Mom hunched over her desk again, and the creak of her chair made me think of the rocking sailboats over at the marina.
“Did you have a good day at school?” she asked, her voice weary.
Maybe I should tell her that a strange dude expected to take me away in his boat, and that I was nearly run over by Darla’s boyfriend. “I got an A minus on my English paper,” I said.
“Good for you, honey! Now, unless you’re fixing dinner, let me finish here. I’ll be more conversational after this is done.” She gave me a lightning-quick smile. “And just so you know, I’m not making meatballs.”

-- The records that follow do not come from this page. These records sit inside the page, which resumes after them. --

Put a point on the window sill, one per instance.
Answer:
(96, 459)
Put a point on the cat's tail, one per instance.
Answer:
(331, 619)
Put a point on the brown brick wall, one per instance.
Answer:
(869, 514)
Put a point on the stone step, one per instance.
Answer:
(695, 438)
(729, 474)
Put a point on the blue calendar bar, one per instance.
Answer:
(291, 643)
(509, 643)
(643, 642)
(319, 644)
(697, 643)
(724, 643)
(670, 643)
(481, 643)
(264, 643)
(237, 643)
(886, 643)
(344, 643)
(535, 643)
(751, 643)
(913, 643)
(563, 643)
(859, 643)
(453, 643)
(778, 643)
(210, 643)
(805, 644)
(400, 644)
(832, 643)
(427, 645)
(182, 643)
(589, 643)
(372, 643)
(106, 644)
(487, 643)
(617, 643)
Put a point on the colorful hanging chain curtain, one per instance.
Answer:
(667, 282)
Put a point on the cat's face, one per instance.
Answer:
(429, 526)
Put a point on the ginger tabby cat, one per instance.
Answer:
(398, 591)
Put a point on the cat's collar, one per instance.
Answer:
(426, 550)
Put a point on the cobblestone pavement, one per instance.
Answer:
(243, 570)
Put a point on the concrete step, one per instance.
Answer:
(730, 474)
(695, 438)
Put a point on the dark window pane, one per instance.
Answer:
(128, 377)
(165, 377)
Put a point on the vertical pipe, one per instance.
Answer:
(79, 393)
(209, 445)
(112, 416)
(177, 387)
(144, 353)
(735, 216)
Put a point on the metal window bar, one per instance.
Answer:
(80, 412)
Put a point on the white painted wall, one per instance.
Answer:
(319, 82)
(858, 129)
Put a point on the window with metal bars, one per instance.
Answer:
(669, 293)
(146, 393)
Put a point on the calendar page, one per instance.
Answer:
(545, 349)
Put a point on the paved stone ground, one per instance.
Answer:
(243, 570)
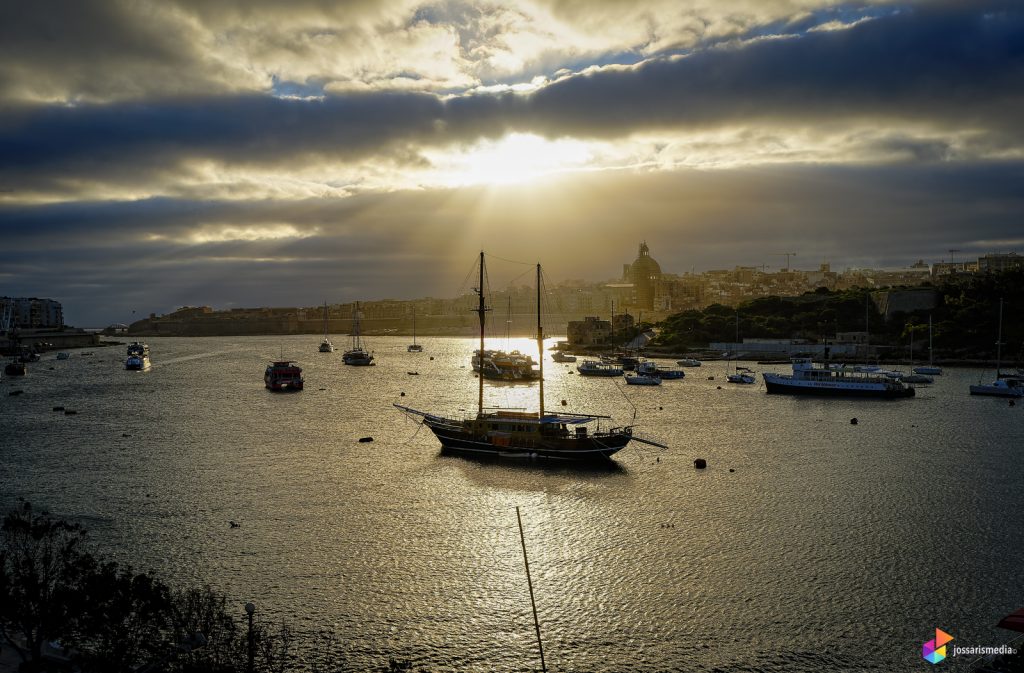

Back in my room I flicked open my social studies textbook, and a slip of paper flitted from between the pages. Someone had written notes about trees, maybe for a quiz. ’Sap is like a tree’s blood,’ ‘Leaves are like its lungs,’ ‘Trees need air as much as people and animals,’ ‘Without the oxygen trees make, we couldn’t live on this planet.’ I taped the note to the base of my desk lamp, although, as far as I was concerned, the best thing about a tree was none of those things. The best thing: A tree stayed in one place and was always there for me.
After Uncle Frank dropped off Darla, the two of us set the table and Mom dished out the spaghetti—with meatballs.
“Hey! I thought—”
“I changed my mind,” Mom said.
Right. Because Darla liked meatballs. Her heart problem always got special treatment.
I left a mound of spaghetti on my plate to make a statement. Didn’t matter. Darla asked for seconds. Later, while a puttering-motorboat noise rattled my brains from the extra bed, my mind swirled with images of long ears and bear paws. My stomach felt frozen, and the coldness refused to melt.
There are strings in the human heart that had better not be vibrated.